LA PÉNALISATION de la transmission sexuelle par le VIH provoque depuis quelques mois un certain nombre de controverses entre les associations de lutte contre le VIH, les plaignants et les associations de victimes, notamment l’association des Femmes positives (voir notamment « le Quotidien » du 12 novembre 2004 et du 10 janvier 2005). Le Conseil national du sida (CNS), qui s’était déjà saisi de la question et avait publié un communiqué où était réaffirmée la nécessité de respecter le principe de la responsabilité partagée, émet cette fois un avis dans lequel il analyse l’origine de la situation actuelle.
Les procès mettent en lumière des approches contradictoires, explique le CNS, qui souligne que les principes fondamentaux de la lutte contre le VIH sont aujourd’hui insuffisamment partagés. Il rappelle que, dès le début de l’épidémie, les responsables – sanitaires, associatifs, politiques – ont cherché à obtenir une mobilisation de la population contre l’épidémie et ont fondé la politique de lutte contre le VIH sur la « responsabilité partagée ». Elle implique la responsabilité individuelle de chacun, la solidarité avec les personnes atteintes assortie d’une lutte contre toute forme de discrimination.
Message inaudible.
Cependant, la notion est devenue «inaudible», affirme le CNS. Une des raisons réside dans la banalisation de la maladie et le déclin de l’intérêt collectif pour l’épidémie, tous deux provoqués par l’arrivée des multithérapies. La transmission par voie hétérosexuelle, désormais prépondérante, a modifié l’épidémie alors que la société évolue vers une judiciarisation renforcée des rapports entre les individus. Les valeurs de solidarité s’effacent «au profit de la revendication d’un statut de victime, à laquelle fait écho l’émotion devenue centrale au sein des systèmes médiatique, judiciaire et politique», souligne le CNS. Une évolution contraire aux valeurs des associations de lutte contre le sida, qui ont toujours refusé le statut de victime au profit de celui «d’acteur de sa maladie participant à la réponse à apporter à l’épidémie». Aussi, poursuit le CNS, «lorsque des personnes nouvellement contaminées portent plainte en justice, elles sont conduites à une opposition frontale avec les associations de lutte contre le VIH».
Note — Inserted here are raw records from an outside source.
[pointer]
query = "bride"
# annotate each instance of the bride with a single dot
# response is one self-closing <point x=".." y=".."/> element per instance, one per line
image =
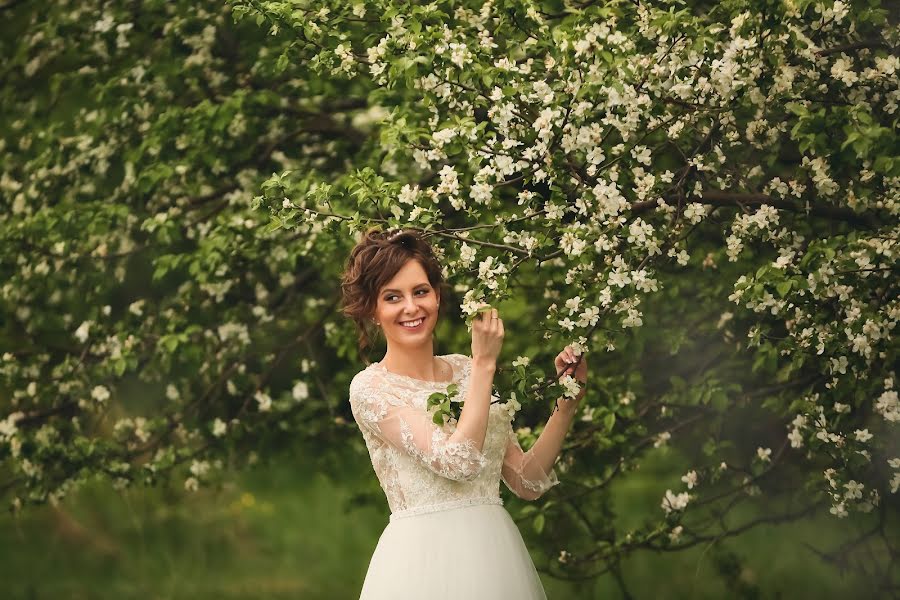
<point x="449" y="535"/>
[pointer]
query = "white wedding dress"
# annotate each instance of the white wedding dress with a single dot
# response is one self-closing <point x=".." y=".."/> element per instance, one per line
<point x="449" y="536"/>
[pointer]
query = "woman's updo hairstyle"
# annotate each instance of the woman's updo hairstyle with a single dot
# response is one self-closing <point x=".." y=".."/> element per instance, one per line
<point x="373" y="262"/>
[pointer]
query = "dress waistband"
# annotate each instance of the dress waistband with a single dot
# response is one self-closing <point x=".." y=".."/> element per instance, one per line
<point x="430" y="508"/>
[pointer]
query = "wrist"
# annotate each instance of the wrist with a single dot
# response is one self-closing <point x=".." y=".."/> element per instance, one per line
<point x="487" y="365"/>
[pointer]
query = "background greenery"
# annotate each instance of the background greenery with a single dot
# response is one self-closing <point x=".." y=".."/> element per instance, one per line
<point x="147" y="148"/>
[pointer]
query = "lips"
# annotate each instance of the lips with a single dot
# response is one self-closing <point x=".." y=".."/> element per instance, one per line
<point x="420" y="321"/>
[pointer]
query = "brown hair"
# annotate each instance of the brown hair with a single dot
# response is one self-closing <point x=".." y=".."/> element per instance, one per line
<point x="373" y="262"/>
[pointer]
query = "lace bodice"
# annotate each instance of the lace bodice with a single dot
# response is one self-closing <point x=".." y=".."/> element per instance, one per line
<point x="419" y="467"/>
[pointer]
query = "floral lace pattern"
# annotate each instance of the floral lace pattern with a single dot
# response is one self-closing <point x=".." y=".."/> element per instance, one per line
<point x="418" y="465"/>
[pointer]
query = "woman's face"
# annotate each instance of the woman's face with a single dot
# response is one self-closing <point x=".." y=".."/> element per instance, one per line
<point x="407" y="297"/>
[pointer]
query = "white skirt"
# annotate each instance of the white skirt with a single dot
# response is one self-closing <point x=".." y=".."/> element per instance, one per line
<point x="471" y="552"/>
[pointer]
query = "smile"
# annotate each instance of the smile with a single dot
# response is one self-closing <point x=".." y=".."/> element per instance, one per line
<point x="413" y="324"/>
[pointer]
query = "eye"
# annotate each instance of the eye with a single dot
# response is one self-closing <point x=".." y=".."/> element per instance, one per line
<point x="389" y="296"/>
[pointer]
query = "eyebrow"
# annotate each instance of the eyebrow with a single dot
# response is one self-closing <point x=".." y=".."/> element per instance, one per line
<point x="414" y="287"/>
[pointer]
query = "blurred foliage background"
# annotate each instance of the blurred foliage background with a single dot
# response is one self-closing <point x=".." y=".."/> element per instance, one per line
<point x="195" y="130"/>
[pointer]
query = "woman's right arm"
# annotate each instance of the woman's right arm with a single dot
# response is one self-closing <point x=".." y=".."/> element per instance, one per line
<point x="473" y="419"/>
<point x="487" y="339"/>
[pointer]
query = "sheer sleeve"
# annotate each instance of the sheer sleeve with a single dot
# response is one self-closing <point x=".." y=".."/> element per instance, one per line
<point x="522" y="473"/>
<point x="411" y="430"/>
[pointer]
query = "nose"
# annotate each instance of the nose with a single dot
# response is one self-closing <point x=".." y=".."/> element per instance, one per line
<point x="411" y="306"/>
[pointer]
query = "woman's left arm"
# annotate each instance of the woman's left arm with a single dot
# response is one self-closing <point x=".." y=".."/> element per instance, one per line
<point x="541" y="457"/>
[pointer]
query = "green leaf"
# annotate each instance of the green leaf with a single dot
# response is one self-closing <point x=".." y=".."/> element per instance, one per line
<point x="609" y="421"/>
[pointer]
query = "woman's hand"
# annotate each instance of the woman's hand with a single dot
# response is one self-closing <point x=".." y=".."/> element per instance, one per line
<point x="487" y="336"/>
<point x="565" y="365"/>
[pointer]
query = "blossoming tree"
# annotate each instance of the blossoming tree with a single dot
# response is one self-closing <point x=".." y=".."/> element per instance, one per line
<point x="704" y="196"/>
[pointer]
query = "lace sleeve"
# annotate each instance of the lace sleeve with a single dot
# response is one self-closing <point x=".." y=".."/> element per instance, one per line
<point x="411" y="430"/>
<point x="521" y="472"/>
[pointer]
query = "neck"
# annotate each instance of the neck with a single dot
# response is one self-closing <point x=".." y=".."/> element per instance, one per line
<point x="413" y="361"/>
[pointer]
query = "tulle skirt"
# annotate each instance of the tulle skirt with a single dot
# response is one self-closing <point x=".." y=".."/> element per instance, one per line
<point x="466" y="553"/>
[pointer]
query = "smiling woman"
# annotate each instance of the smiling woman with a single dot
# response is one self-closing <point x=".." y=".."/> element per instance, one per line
<point x="441" y="478"/>
<point x="390" y="282"/>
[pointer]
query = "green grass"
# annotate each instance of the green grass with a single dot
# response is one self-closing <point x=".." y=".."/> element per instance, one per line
<point x="288" y="531"/>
Le Conseil met par ailleurs en garde contre la confusion entre droit individuel et mesures de santé publique. «Si le droit individuel à réparation est une liberté fondamentale, pouvant conduire à une sanction légitime par l’intermédiaire de procès, son efficacité dans le cadre de la transmission par le VIH trouve des limitations importantes, et pourrait même avoir un impact négatif en termes de santé publique.»
Le fait de savoir que l’on est infecté par le VIHn’implique pas que l’on soit en mesure d’en comprendre ou d’en accepter les conséquences. La difficulté à assumer est d’autant plus forte que la séropositivité ne s’accompagne d’aucun signe physique. «Les traitements actuels permettent de rendre le virus indétectable chez certaines personnes. Celles-ci pensent alors que le virus n’est plus présent dans leur organisme», explique l’avis. Attitude de déni qui permet de construire une protection psychique, voire imaginaire, et d’éviter les mesures de prévention.
La peur du rejet et de la discrimination n’incite pas non plus les personnes à déclarer leur séropositivité. Pour certaines femmes, par exemple, la multiplication des rejets représente un obstacle important au désir de grossesse et le mensonge par omission devient la seule solution pour mener à terme un projet de maternité. L’idée généralement acceptée que le couple constitue une prévention objective et efficace, grâce à la fidélité, doit être revue.
Etre capable de dire et de négocier.
Le CNS rappelle que, en dehors des cas où la responsabilité pénale d’une personne transmettant le VIH semble clairement engagée, le principe de la double responsabilité doit être réaffirmée : responsabilité des personnes contaminées de ne pas transmettre le VIH et responsabilité de toute personne de se protéger pour ne pas être contaminée.
«Il serait catastrophique que des cas individuels conduisent à considérer que le seul fait de vivre avec le VIH fasse de la personne un criminel potentiel et renforce une stigmatisation existante», indique l’avis. Le CNS recommande que les acteurs de la lutte contre le VIH diffusent plus largement sur le terrain le principe de la double responsabilité.
L’éducation à la sexualité et à la vie affective doit réellement être mise en oeuvre dans les collèges et les lycées. Il convient aussi de chercher à développer les capacités de dire et de négocier les moyens de prévention des personnes vivant avec le VIH et de valoriser dans les campagnes de prévention les personnes vivant avec le VIH qui prennent les moyens de protéger autrui et de se protéger. Sensibiliser les soignants à l’intérêt de proposer le dépistage est, avec la promotion des campagnes de prévention ou de lutte contre la stigmatisation, l’autres mesure proposée.